My German is very basic (at best) but I sometimes have to write little blurbs about music and sometimes the music I write about is German. Since it's getting close to Christmas, I needed to write something about the Bach chorale Jesus bleibet meine Freude (usually translated into English as Jesu, Joy of Man's Desiring, although that bears little resemblance to the original). And when I typed the title, the grammar-checker I use complained that I had misspelled "bleiben". My editor hates it when I misspell words, so I checked all the versions I could find online, and they almost universally wrote "bleibet". (One of them used "bleibt", but it turned out to be a typo, since "bleibet" clearly appears on the album cover.) So I'm sure "bleibet" is correct, but I'm curious as to why.
According to Duden's conjugation for bleiben, the only place "bleibet" shows up is in the second person plural subjunctive "ihr bleibet". It's hard for me to see how this could be appropriate, although I could be missing some subtlety; I would have thought that the correct conjugation would be "bleibt" (third person singular, present tense).
The text which Bach adapted for his cantata was written around 1665 by Martin Jahn (or Janus) (according to en.wikipedia/de.wikipedia, which cites the work in both language editions as Jesus bleibet meine Freude). So I suppose it could be an archaic usage.
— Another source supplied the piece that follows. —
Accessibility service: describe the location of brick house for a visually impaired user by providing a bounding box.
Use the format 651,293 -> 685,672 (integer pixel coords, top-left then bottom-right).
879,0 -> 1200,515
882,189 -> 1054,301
Or it could be an phonological modification to fit the meter, which requires "bleibet" to be sung as two syllables.
In pursuit of a possible archaic usage, I noted that the English adaptation (it's certainly not a translation) uses the archaic Latin vocative "Jesu", which must have sounded poetic but also doesn't seem to me to be appropriate; the phrase is not addressed to Jesus, even metaphorically. And as far as my research indicated, the original text in German was always "Jesus". (I did find several references in German which call it "Jesu bleibet meine Freude", but I suspect that these are the result of contamination by the English title.) But if the phrase were considered to address Jesus rather than referring to him, then a different conjugation would be appropriate, presumably "bleibst".
Anyway, if someone has some insight which could satisfy my curiosity, I'd be grateful. In the meantime, I'm just ignoring the squiggle produced by my grammar-checker (as I often have to do).